Looking at this thing now I have to wonder whether my 62-year-old fingers and eyeballs would be up to doing it again. I doubt it.
The sails are made from lens tissue, treated with a mixture of PollyS paint (as it was called in those days) and white glue. I've described the technique elsewhere in the Forum. Why I thought all those sailors should look so anemic I have no idea.
The skinny little bundle of spar and canvas lashed inside the topmast shroud is the fore topgallant royal yard and sail. During this period the topgallant royal was a temporary, fine-weather sail set above the topgallant, with minimal rigging; when it was furled the yard and sail were sent down and stowed like this. By a decade or so later the topgallant royal had morphed into the true royal, whose yard that was more-or-less permanently secured to the mast.

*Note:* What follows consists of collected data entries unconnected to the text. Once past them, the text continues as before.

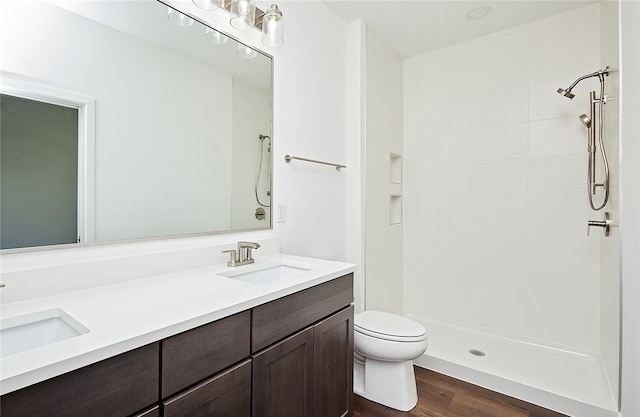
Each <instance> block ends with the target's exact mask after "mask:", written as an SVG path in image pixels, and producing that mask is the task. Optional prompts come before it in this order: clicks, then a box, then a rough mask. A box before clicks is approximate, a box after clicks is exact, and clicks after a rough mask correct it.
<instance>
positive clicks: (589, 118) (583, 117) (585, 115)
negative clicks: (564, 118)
mask: <svg viewBox="0 0 640 417" xmlns="http://www.w3.org/2000/svg"><path fill="white" fill-rule="evenodd" d="M578 118H579V119H580V121H581V122H582V124H583V125H584V126H585V127H586V128H587V129H588V128H590V127H591V117H589V116H587V115H586V114H581V115H580V116H578Z"/></svg>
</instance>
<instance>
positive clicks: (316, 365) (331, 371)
mask: <svg viewBox="0 0 640 417" xmlns="http://www.w3.org/2000/svg"><path fill="white" fill-rule="evenodd" d="M313 346H314V357H313V362H314V365H315V367H314V372H313V379H314V389H313V393H314V401H313V404H314V407H313V410H314V416H315V417H346V416H349V417H350V416H352V415H353V306H350V307H348V308H345V309H344V310H342V311H340V312H339V313H336V314H334V315H333V316H331V317H328V318H327V319H325V320H323V321H321V322H320V323H318V324H316V325H315V326H314V328H313Z"/></svg>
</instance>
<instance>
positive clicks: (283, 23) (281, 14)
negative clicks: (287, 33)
mask: <svg viewBox="0 0 640 417" xmlns="http://www.w3.org/2000/svg"><path fill="white" fill-rule="evenodd" d="M262 43H263V44H265V45H267V46H282V44H283V43H284V18H283V17H282V12H281V11H280V9H278V5H277V4H272V5H271V7H269V8H268V9H267V11H266V12H265V13H264V16H263V17H262Z"/></svg>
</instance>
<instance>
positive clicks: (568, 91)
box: [558, 88, 576, 100]
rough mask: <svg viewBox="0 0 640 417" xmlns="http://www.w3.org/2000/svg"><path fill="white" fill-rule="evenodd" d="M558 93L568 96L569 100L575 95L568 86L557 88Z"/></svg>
mask: <svg viewBox="0 0 640 417" xmlns="http://www.w3.org/2000/svg"><path fill="white" fill-rule="evenodd" d="M558 94H560V95H563V96H565V97H568V98H569V100H573V98H574V97H575V96H576V95H575V94H573V93H572V92H571V89H570V88H567V89H566V90H565V89H564V88H558Z"/></svg>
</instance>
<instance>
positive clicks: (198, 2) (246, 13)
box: [192, 0, 284, 47]
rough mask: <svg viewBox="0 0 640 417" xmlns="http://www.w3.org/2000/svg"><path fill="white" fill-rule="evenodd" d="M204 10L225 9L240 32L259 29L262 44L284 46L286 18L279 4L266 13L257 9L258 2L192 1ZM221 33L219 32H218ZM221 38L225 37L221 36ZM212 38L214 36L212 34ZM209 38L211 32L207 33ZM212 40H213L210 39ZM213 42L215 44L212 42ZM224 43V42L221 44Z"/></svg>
mask: <svg viewBox="0 0 640 417" xmlns="http://www.w3.org/2000/svg"><path fill="white" fill-rule="evenodd" d="M192 1H193V4H195V5H196V6H198V7H200V8H201V9H203V10H215V9H217V8H223V9H225V10H227V11H228V12H229V13H230V14H231V17H230V20H229V23H230V24H231V26H233V27H234V28H236V29H239V30H251V29H258V30H261V31H262V43H263V44H265V45H267V46H272V47H277V46H282V44H284V17H283V16H282V11H280V9H279V8H278V5H277V4H272V5H271V6H270V7H269V8H268V9H267V11H266V12H263V11H262V10H260V9H258V8H256V3H255V2H256V0H192ZM218 33H219V32H218ZM220 35H221V36H224V35H222V34H220ZM211 36H214V34H212V35H211ZM207 38H209V32H207ZM209 39H210V40H212V39H211V38H209ZM212 42H214V43H217V42H215V41H214V40H212ZM221 43H224V42H221Z"/></svg>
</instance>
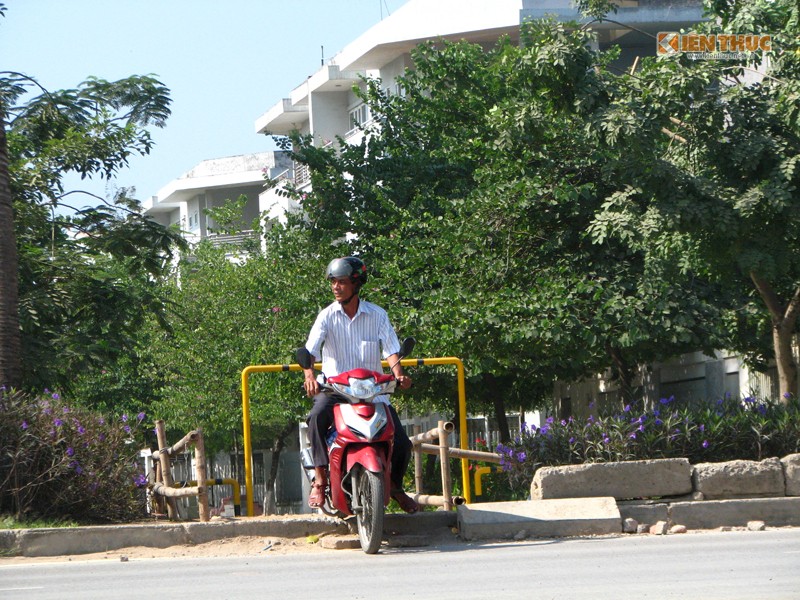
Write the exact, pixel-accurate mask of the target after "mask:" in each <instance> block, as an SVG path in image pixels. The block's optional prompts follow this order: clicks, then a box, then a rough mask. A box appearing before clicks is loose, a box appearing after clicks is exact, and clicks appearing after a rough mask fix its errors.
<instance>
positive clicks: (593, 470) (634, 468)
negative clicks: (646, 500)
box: [531, 458, 692, 500]
mask: <svg viewBox="0 0 800 600" xmlns="http://www.w3.org/2000/svg"><path fill="white" fill-rule="evenodd" d="M691 492H692V465H691V464H689V461H688V460H687V459H685V458H662V459H653V460H631V461H624V462H609V463H586V464H582V465H562V466H558V467H541V468H540V469H537V470H536V474H535V475H534V476H533V481H532V482H531V498H532V499H533V500H548V499H553V498H597V497H604V496H614V497H615V498H616V499H617V500H624V499H626V498H652V497H662V496H681V495H684V494H689V493H691Z"/></svg>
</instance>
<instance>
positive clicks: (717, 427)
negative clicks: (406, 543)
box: [495, 397, 800, 496]
mask: <svg viewBox="0 0 800 600" xmlns="http://www.w3.org/2000/svg"><path fill="white" fill-rule="evenodd" d="M495 451H496V452H498V453H499V454H501V455H502V456H503V460H502V463H501V464H502V467H503V470H504V471H505V473H506V475H507V476H508V479H509V482H510V484H511V488H512V491H513V494H514V495H519V494H524V495H525V496H527V494H528V490H529V488H530V484H531V481H532V480H533V476H534V474H535V473H536V470H537V469H538V468H539V467H542V466H556V465H570V464H583V463H592V462H611V461H625V460H643V459H653V458H688V459H689V462H690V463H692V464H697V463H701V462H722V461H727V460H736V459H743V460H762V459H764V458H767V457H770V456H785V455H786V454H791V453H794V452H798V451H800V402H798V400H797V399H796V398H791V399H789V401H788V403H787V404H782V403H770V402H764V401H759V400H757V399H756V398H753V397H747V398H744V399H743V400H741V401H740V400H738V399H732V398H730V397H727V398H723V399H720V400H717V401H715V402H706V403H701V404H699V405H693V406H678V405H677V403H676V402H675V399H674V397H671V398H662V399H661V400H660V401H659V403H658V404H657V405H656V406H655V407H653V408H650V409H648V410H645V411H643V412H635V411H634V409H633V408H632V407H631V406H626V407H625V408H624V409H623V410H622V411H621V412H620V413H618V414H609V415H600V416H598V417H594V416H589V417H588V418H587V419H586V420H577V419H573V418H572V417H570V418H569V419H566V420H561V421H556V420H555V419H553V418H552V417H550V418H548V419H547V420H546V422H545V424H544V425H542V426H541V427H531V428H528V427H527V426H526V425H524V424H523V426H522V431H521V432H520V434H519V436H517V437H516V438H515V439H514V440H513V441H512V442H511V443H508V444H505V445H502V444H498V446H497V447H496V449H495Z"/></svg>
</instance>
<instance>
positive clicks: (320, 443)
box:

The photos, if anybody's interested, were taken with my dear old Pentax 35mm film camera, before I went digital. (It still works perfectly - though most of the time I use my digital Pentax K-10.) The background, as mentioned earlier, is a Savage paper one (about $25 from Adorama or B and H Photo), and the light came from three daylight-balanced blue photo bulbs mounted in "clip light" reflector fixtures from Lowe's, with cheesecloth diffusers. (I've got a better lighting setup now, with umbrellas.) The film is Fuji Reala. I had the negatives made into a digital disc, so I could Photoshop them.
Thanks for looking. Someday soon I'll try posting some pictures of other models. Getting the pix from Photoshop Elements on a Mac to Photobucket to the Forum is a little complicated, but I think I'm getting the hang of it.